What makes a place brand truly great?
Three things make great brands: relevance, authenticity, and competitiveness. If a place brand promise is not relevant, then no amount of incentive dollars will get an investor to consider the location. Second, the promised experience must be consistently delivered; the talk and the walk must be aligned. Finally, effective place brand management is required. Decisions on public policy change and infrastructure improvement must be made with an understanding of their respective impact on the business climate. The better states are able to manage their brands, the better positioned they will be to compete for capital investment dollars.
Have you been able to measure results from the work being done by the OBDC?
A 2006 and 2008 brand survey evaluates both CEO and site selector perceptions of Ohio and a benchmark cohort of competitors on 21 attributes of importance to the capital investment decision. For Ohio-based executives, the Ohio brand was 11 percent stronger in 2008 than 2006. This is a clear indication that our communication efforts over the two-year period have been relevant, authentic, and competitive. Another group measured are active capital investors. These are executives who have either made a capital investment in the past three years or plan to in the next three years. In 2008, the Ohio brand was 2 percent stronger than in 2006. It is very exciting because it confirms private sector branding principles can be reapplied successfully.

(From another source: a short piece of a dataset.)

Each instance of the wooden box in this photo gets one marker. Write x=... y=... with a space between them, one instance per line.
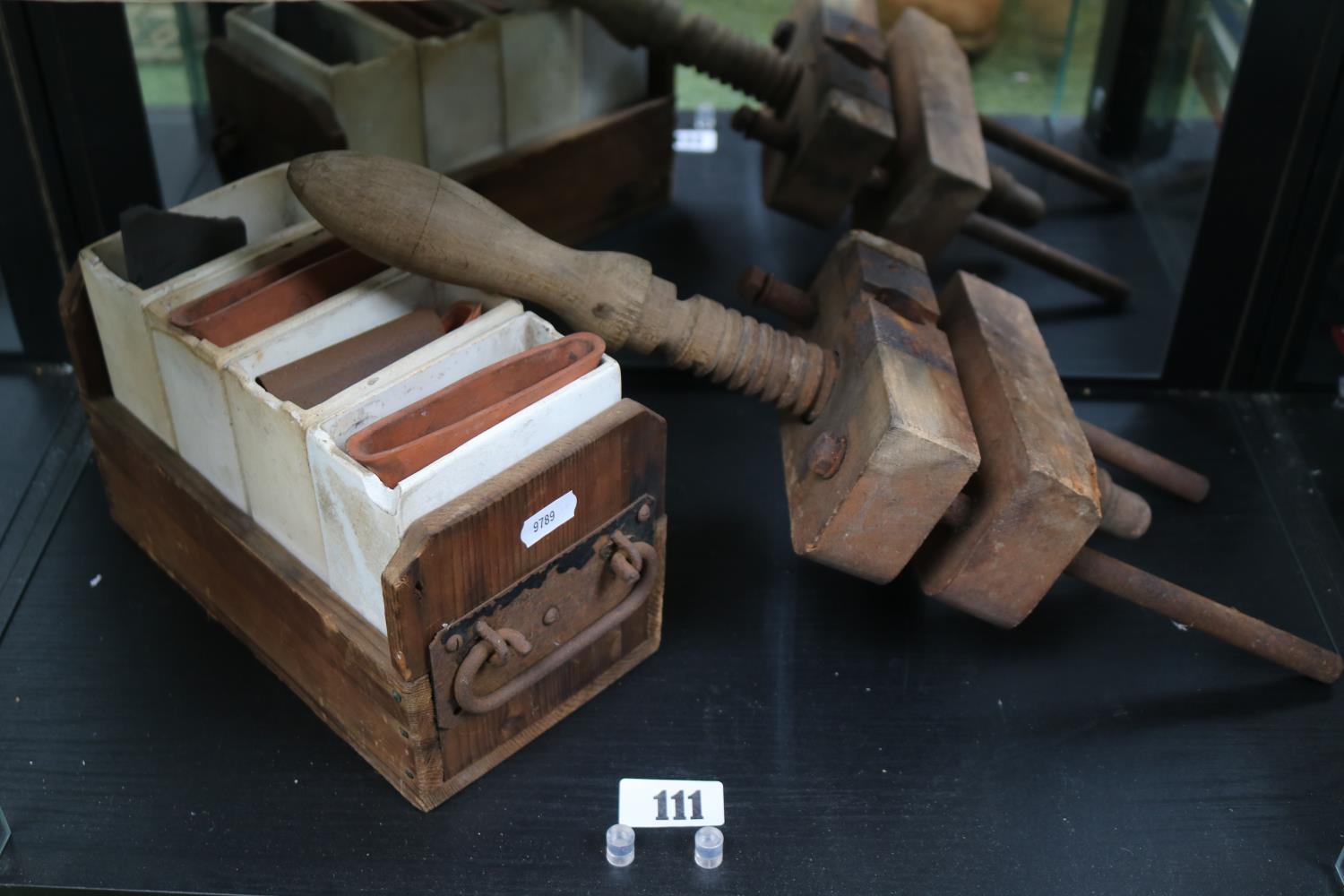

Is place branding something all states should be investing in?
All states should be building mastery in place branding. I believe strong state brands will help strengthen brand America. I am working on an exciting new initiative called the Strengthening Brand America Project [StrengtheningBrandAmerica.com] to help states leverage place branding to become even more competitive for foreign direct investment. Success will mean higher foreign investment and an accelerated recovery of the American economy.
What has the reaction to your approach been from the economic development community?
It has been very receptive. The Ohio branding work is evolving into a real world case study on how to use branding principles to drive economic prosperity.